Everyday more and more reports come out of people’s sensitive information being compromised due to a hack. In a world dominated by technology you would be hard pressed to find someone who doesn’t use the internet at-least once a day; however, the amount of people who truly understand the dangers of the internet is much lower. This combination of more recurrent hacks and a misinformed population spells disaster if people are not properly educated on how to approach the internet.
It is no longer viable advice to tell children not to give out their personal information on the internet. With the growth of social media, it should just be assumed that your personal data is out there. This mindset allows focus on preventing sensitive data such as credit card numbers and social security number from getting out into the wild. The only way to truly remain safe is to remain vigilant at all time when entering sensitive information on the internet.

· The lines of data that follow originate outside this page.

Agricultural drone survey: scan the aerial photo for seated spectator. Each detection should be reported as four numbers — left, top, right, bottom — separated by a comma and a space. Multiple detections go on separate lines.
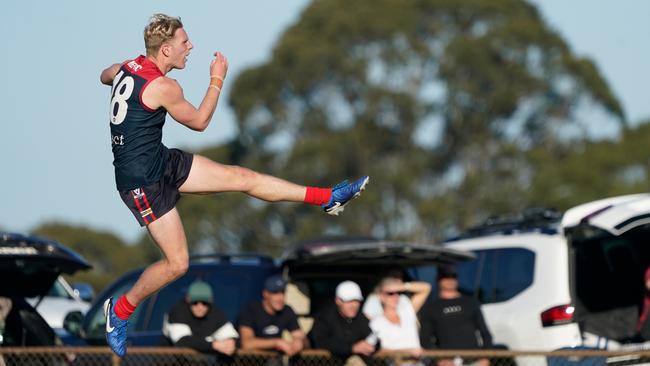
637, 265, 650, 340
238, 274, 305, 356
309, 281, 376, 364
362, 270, 429, 321
419, 265, 492, 366
369, 277, 430, 357
163, 280, 238, 357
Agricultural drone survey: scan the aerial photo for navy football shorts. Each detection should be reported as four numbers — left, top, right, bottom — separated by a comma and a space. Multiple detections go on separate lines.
118, 148, 194, 226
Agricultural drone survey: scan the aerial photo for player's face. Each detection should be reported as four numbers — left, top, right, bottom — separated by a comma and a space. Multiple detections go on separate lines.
168, 28, 193, 70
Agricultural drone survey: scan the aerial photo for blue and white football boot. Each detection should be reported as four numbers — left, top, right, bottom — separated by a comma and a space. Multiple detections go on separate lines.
322, 176, 370, 216
104, 297, 129, 357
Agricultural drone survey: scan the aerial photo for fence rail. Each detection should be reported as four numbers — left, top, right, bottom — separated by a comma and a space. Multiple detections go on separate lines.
0, 348, 649, 366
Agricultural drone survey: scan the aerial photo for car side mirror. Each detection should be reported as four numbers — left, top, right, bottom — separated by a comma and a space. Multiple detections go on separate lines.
63, 311, 84, 337
72, 283, 95, 302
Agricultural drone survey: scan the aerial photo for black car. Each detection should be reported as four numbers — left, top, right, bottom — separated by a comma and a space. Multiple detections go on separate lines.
64, 254, 280, 347
0, 232, 91, 347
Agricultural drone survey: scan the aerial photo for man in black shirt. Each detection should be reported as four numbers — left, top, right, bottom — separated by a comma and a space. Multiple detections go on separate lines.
163, 280, 238, 356
419, 266, 492, 366
309, 281, 376, 363
238, 275, 305, 355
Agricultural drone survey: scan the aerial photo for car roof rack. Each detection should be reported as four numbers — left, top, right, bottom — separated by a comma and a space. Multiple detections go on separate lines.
447, 208, 562, 241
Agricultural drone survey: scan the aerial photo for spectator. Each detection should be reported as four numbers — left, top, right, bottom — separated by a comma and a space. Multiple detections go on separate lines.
637, 265, 650, 340
238, 274, 305, 356
309, 281, 376, 364
419, 265, 492, 366
369, 277, 430, 357
163, 280, 238, 357
361, 269, 413, 320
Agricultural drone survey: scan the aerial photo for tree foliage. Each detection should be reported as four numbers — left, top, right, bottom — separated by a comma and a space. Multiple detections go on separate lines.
180, 0, 626, 250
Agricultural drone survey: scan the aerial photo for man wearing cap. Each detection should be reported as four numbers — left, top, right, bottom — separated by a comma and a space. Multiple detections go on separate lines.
309, 281, 376, 364
163, 280, 238, 356
238, 274, 305, 355
419, 265, 492, 366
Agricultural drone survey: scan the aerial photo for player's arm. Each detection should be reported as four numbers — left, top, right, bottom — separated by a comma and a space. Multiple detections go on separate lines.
156, 78, 221, 132
100, 63, 122, 86
157, 52, 228, 132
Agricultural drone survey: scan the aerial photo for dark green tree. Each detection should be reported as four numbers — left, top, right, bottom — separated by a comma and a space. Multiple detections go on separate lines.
527, 120, 650, 210
177, 0, 625, 252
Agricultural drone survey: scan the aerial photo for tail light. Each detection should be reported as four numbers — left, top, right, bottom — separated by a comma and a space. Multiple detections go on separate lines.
541, 304, 575, 327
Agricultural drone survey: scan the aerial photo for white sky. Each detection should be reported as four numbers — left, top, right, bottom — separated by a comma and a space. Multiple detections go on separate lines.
1, 0, 648, 243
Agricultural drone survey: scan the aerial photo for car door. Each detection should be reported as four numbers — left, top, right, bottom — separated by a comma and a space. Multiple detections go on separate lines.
562, 194, 650, 344
562, 193, 650, 236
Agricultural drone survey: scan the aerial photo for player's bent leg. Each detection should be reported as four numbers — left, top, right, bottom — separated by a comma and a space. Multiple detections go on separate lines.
125, 207, 189, 306
179, 154, 306, 202
105, 208, 188, 357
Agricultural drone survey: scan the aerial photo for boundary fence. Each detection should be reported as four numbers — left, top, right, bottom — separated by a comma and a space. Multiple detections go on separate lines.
0, 348, 649, 366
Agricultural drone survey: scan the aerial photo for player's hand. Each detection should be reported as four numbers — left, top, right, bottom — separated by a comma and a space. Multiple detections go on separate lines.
210, 52, 228, 81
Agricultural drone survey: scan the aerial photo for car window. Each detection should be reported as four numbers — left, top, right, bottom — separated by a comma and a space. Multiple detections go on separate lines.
146, 266, 274, 331
84, 274, 147, 340
47, 278, 73, 299
456, 248, 535, 304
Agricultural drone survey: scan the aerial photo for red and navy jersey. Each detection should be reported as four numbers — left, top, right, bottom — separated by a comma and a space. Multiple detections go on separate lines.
109, 55, 168, 190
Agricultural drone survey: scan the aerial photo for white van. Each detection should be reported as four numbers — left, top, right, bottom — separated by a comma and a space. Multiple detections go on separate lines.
443, 194, 650, 351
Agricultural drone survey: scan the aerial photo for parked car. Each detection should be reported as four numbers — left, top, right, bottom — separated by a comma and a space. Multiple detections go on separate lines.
0, 232, 91, 349
64, 254, 280, 346
27, 276, 91, 335
443, 194, 650, 351
280, 237, 474, 333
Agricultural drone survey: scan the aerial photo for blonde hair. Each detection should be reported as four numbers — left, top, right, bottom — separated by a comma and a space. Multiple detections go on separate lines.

No matter what site it appears you are entering sensitive information in, it is critical to double check. Amazon.com and Amaz0n.com might look similar, but putting your credit card in one will result in your account being stolen while in the other your 6 pack of bootleg iPhone chargers gets delivered in 3-5 business days. This example might seem extreme but it is based on truth. Even the first page of results from google can contain malicious sites that want to steal your data. In fact, even reputable web pages can have unsafe advertisements appear on them. Ad companies purchase space on the website under the guise of selling a product but then change the ad midway through to something dangerous to click.

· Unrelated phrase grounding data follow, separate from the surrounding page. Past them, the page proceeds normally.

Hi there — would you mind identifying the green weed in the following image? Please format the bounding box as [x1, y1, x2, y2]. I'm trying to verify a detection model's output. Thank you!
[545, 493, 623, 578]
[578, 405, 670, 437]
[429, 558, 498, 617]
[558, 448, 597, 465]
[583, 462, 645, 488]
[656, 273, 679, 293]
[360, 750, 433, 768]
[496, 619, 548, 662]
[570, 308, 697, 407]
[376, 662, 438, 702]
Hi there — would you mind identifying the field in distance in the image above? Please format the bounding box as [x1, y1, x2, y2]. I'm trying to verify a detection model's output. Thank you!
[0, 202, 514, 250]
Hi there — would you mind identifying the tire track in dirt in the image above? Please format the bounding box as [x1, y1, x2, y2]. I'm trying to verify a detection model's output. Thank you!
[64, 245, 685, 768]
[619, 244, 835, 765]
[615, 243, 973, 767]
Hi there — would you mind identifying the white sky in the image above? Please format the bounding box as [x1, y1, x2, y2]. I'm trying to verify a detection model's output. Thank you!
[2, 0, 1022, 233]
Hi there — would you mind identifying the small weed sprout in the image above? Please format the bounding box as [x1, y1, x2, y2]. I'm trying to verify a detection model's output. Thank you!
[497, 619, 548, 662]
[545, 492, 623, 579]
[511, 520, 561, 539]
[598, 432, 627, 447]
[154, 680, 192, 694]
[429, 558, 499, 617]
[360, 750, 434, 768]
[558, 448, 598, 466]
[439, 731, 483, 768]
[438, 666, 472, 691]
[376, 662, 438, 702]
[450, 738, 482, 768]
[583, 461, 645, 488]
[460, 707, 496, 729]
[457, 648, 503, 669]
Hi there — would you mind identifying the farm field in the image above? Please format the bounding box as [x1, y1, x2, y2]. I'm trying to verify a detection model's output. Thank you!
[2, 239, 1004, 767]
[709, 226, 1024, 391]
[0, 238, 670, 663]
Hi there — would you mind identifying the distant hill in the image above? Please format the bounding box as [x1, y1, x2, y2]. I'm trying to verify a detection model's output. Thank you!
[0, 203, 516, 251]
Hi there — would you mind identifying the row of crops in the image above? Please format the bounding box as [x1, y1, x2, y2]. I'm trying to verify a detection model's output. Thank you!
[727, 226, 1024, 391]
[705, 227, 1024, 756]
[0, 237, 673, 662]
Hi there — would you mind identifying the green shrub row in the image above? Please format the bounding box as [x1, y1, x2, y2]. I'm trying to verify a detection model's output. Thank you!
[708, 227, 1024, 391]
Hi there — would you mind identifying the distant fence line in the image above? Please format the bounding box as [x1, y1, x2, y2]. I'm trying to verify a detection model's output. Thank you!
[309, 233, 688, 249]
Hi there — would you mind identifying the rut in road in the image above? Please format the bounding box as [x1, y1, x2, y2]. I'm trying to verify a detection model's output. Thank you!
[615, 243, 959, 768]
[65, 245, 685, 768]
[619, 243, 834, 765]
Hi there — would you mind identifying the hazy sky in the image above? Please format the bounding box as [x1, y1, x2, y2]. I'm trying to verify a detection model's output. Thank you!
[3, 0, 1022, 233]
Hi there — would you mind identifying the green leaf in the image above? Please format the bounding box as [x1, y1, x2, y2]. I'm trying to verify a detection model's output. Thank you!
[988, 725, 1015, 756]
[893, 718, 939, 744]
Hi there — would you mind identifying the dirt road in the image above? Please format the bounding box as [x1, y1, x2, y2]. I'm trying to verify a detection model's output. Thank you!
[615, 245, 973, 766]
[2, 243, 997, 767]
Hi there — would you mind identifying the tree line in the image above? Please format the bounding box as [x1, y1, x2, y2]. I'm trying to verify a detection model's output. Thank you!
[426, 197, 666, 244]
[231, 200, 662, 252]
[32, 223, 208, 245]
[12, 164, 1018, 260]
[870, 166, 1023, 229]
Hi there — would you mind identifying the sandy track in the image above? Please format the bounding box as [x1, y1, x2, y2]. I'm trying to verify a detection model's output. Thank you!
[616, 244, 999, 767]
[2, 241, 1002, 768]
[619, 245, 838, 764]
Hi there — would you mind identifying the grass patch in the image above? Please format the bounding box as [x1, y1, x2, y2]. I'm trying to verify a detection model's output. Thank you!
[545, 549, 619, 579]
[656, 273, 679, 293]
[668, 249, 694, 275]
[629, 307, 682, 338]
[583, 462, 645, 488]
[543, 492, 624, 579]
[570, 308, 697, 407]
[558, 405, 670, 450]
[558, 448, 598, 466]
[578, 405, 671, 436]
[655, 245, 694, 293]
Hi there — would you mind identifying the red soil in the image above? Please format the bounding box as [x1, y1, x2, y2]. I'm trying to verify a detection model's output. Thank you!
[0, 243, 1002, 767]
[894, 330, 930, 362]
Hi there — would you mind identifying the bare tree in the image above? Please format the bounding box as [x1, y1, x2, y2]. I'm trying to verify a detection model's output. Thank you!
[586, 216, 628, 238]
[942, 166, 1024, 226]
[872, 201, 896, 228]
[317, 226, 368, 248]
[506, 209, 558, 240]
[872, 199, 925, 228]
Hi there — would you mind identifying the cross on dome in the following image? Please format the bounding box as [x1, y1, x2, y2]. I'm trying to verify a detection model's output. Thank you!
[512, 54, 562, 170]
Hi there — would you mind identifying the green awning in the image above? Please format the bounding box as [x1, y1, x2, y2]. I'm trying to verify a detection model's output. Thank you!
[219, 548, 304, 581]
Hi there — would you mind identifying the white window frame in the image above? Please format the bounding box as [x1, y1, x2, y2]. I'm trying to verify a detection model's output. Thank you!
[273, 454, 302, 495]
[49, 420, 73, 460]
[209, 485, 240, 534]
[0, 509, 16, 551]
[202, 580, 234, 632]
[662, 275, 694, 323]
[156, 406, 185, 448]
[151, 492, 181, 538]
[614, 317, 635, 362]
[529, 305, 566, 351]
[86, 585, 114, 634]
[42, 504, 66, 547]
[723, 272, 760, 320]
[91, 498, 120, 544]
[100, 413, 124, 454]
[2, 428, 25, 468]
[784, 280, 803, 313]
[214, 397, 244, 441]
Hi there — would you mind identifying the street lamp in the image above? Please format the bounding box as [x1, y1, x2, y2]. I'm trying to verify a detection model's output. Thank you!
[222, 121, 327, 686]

To some this may seem like common sense, yet to others is seems insane a company would try to trick someone in such a way. The only way to fix these differences in mindset is through education. Children grow up surrounded by technology and are taught how to use it by people who were not. The blind are blindfolding the youth in order to lead them blindly into danger. Once departed down this path it is hard to turn around. For this reason, from the moment students enter school and begin using technology they must also be taught how to safely use such technology. Alongside spelling and math tests should be tests to check for technological literacy. It’s one to thing to know how to spell the words, but a whole other ballgame to properly format them in a word processor. Instilling a confidence in technology from a young age allows people to trust their gut when something seems off with a website in the future.
The education of the masses regarding cybersecurity and technology in general will result in a safer online experience for all.